WASHINGTON — For supporters of E15, the 15% ethanol blend, its national rollout has always been a matter of when—not if. With the U.S. Environmental Protection Agency (EPA) promising to have rulemaking that would allow E15’s year-round sale ready before the summer 2019 driving season, that finish line appears to finally be in sight.
Fuel retailers in most markets can currently sell E15 from June 1 to Sept. 15 only to drivers of flex-fuel vehicles because of seasonal Reid vapor pressure (RVP) restrictions on the ethanol blend.
“Year-round sales will be huge,” Mike Lorenz, senior vice president of fuel for Sheetz Inc., Altoona, Pa., told CSP Fuels. Sheetz has E15 at more than 200 locations and markets it under the Unleaded 88 branding, which is used by more than 90% of retailers who sell the ethanol blend.
“It’s so disruptive to try to sell a product for eight months out of the year. Let’s face it: There’s no other grade of gasoline that has that restriction,” he said. “It’s extremely confusing for the consumer. That would be a huge win that we can sell it year-round like other grades of gasoline.”
Between Sept. 15 and June 1 of each year, Sheetz has seen E15 gallons ramp up, only to pull back during the summer, and then to slowly build back up again after the seasonal RVP restrictions end. Up until now, Sheetz has not crafted a marketing effort around E15 because it did not seem worth the effort.
“You get out to Sept. 15 and you’ve got so many months to ramp up, get the message out there, and before you know it, it’s June 1 again,” Lorenz said. “There’s just no way to convey that message to the consumer—it’s too difficult to start talking about RVPs and waivers.”

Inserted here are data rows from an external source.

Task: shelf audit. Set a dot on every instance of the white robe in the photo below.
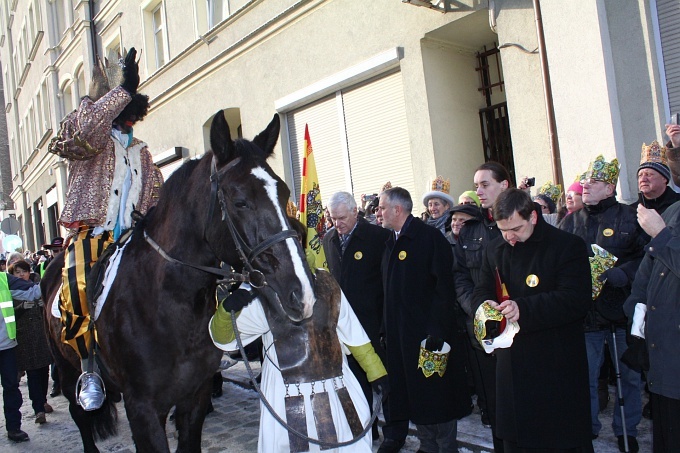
(252, 323)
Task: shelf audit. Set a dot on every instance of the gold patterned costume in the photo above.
(92, 210)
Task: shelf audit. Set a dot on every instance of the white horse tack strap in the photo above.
(55, 305)
(109, 277)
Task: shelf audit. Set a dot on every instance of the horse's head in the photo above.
(252, 200)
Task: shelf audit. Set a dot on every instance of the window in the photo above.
(218, 10)
(158, 35)
(47, 117)
(67, 98)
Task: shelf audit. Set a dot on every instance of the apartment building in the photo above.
(392, 90)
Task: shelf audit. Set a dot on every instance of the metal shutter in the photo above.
(377, 136)
(669, 24)
(327, 135)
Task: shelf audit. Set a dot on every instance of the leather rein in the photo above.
(250, 275)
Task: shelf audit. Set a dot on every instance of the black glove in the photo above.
(237, 300)
(381, 386)
(131, 72)
(383, 342)
(434, 344)
(615, 277)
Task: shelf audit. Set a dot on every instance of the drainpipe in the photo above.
(93, 33)
(547, 93)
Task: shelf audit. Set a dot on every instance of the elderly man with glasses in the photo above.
(613, 226)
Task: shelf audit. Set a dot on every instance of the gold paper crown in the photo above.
(653, 153)
(552, 191)
(601, 170)
(441, 185)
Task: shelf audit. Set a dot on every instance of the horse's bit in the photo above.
(251, 275)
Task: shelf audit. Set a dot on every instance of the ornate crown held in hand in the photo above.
(601, 170)
(554, 191)
(653, 153)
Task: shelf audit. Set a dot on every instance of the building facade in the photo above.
(391, 90)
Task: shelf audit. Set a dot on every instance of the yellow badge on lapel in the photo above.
(532, 281)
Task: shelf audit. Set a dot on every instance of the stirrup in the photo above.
(90, 391)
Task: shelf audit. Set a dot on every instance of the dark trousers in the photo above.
(366, 387)
(487, 372)
(55, 375)
(511, 447)
(38, 380)
(11, 395)
(666, 426)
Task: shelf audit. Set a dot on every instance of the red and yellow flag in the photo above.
(311, 210)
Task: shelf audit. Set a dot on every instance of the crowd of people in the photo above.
(517, 299)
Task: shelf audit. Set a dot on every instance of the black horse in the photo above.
(229, 207)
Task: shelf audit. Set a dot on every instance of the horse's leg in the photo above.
(148, 432)
(189, 418)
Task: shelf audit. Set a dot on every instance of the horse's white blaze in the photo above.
(308, 299)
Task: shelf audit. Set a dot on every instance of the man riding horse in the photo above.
(111, 174)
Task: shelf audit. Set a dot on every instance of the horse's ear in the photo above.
(220, 139)
(266, 139)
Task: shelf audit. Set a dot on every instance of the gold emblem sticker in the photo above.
(532, 281)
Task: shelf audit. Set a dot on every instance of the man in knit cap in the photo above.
(653, 178)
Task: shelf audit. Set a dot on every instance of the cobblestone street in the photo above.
(233, 427)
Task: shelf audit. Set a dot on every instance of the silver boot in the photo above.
(90, 391)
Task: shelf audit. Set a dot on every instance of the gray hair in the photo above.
(14, 257)
(399, 196)
(339, 198)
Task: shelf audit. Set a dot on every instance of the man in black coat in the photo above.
(613, 226)
(419, 293)
(354, 250)
(654, 307)
(543, 399)
(653, 178)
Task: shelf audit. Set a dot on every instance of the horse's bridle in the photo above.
(251, 275)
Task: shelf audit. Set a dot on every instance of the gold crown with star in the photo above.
(601, 170)
(440, 184)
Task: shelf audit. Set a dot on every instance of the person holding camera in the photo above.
(613, 226)
(653, 178)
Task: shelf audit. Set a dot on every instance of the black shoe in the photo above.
(17, 436)
(485, 419)
(633, 447)
(391, 446)
(374, 432)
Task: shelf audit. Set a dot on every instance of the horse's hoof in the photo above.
(17, 436)
(91, 396)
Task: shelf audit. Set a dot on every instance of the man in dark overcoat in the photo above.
(353, 251)
(542, 378)
(419, 293)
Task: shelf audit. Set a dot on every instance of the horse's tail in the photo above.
(105, 420)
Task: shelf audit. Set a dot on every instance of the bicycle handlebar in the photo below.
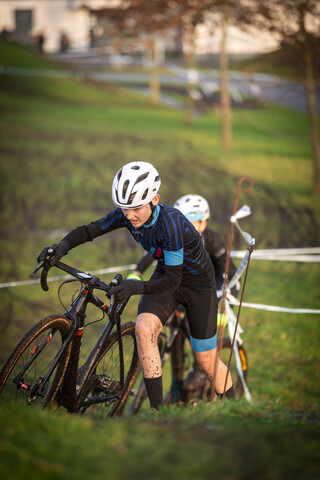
(90, 280)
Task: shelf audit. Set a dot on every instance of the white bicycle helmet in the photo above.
(135, 185)
(194, 207)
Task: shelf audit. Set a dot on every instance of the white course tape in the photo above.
(273, 308)
(283, 254)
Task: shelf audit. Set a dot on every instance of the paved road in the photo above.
(269, 87)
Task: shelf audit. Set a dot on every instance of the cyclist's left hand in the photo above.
(127, 288)
(222, 320)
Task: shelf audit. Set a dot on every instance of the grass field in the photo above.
(61, 142)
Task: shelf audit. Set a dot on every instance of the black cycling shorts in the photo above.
(201, 309)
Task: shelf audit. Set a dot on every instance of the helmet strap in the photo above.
(153, 207)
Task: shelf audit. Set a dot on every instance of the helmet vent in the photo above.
(142, 177)
(125, 187)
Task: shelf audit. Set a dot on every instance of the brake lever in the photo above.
(40, 264)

However, despite assurances from the EPA that it is prioritizing the rulemaking, the partial government shutdown has left some E15 supporters nervous about the agency’s ability to meet its summer 2019 timeline.
At a recent biofuels conference, Stephen Censky, deputy secretary of the U.S. Department of Agriculture (USDA), which needs to sign off on the EPA’s rulemaking, said he was “hopeful” the EPA would make the summer target, Reuters reported. Should the EPA not make its deadline, it could use “discretionary enforcement” of the summer RVP restrictions, Censky said. Bill Wehrum, the EPA’s assistant administrator for the Office of Air and Radiation, which is drafting the E15 rule, told Reuters that the agency still plans to have a 45-day public comment period after its release.
The RIN Equation
Mike O’Brien, vice president of market development for Growth Energy, a Washington, D.C.-based biofuels trade group that works with retailers on installing E15, is optimistic about the rulemaking process happening in time for summer 2019 sales. He also expects more large retailers to enter the business with the rulemaking in place.
“My sense is there is a lot of other players right behind the RVP barrier who would move fairly soon into E15,” he told CSP Fuels.
There are about 1,751 sites currently selling E15. That number is expected to move higher in 2019 not only because of the pending RVP rule but also because of the growing number of terminals that offer preblended E15—now at more than 100.
That said, depending on the retailer and its markets, it can take months to years to get E15 installed on the forecourt. “It takes a bit of time to prep for it, so if you wait until the time it’s ready, you might be behind the eight ball on it,” O’Brien said. “Do you want to be in that situation where E15 shows up, you can sell it year-round, and you already have competitors?”
The price of Renewable Identification Numbers (RINs), credits that fuel retailers can earn and sell as they blend in biofuels, has also become less of a financial incentive for retailers interested in E15. Prices have fallen from more than 90 cents in November 2016, when President Trump was elected, to only about 20 cents in early February, according to Bloomberg data.
At the same time as the E15 rule, the EPA also plans to announce a draft rule on RIN trading limits in response to the oil industry’s concerns that RIN prices are overexposed to speculation, Reuters reported.
However, O’Brien said that for retailers, the price of RINs is just one factor in making the economics work.
“It’s like a math equation,” he said. “RIN is one of the numbers, but it’s also the gasoline-to-ethanol [price] spread. And there are ways to manage the spread.”
Lorenz of Sheetz is optimistic enough about E15’s chances for year-round sales that his team is mapping out its plans for the summer.
“We won't have to be relabel dispensers, so really from our standpoint the preparation is ... starting to think about marketing,” he said. “So we're putting together marketing plans currently that we want to roll out.”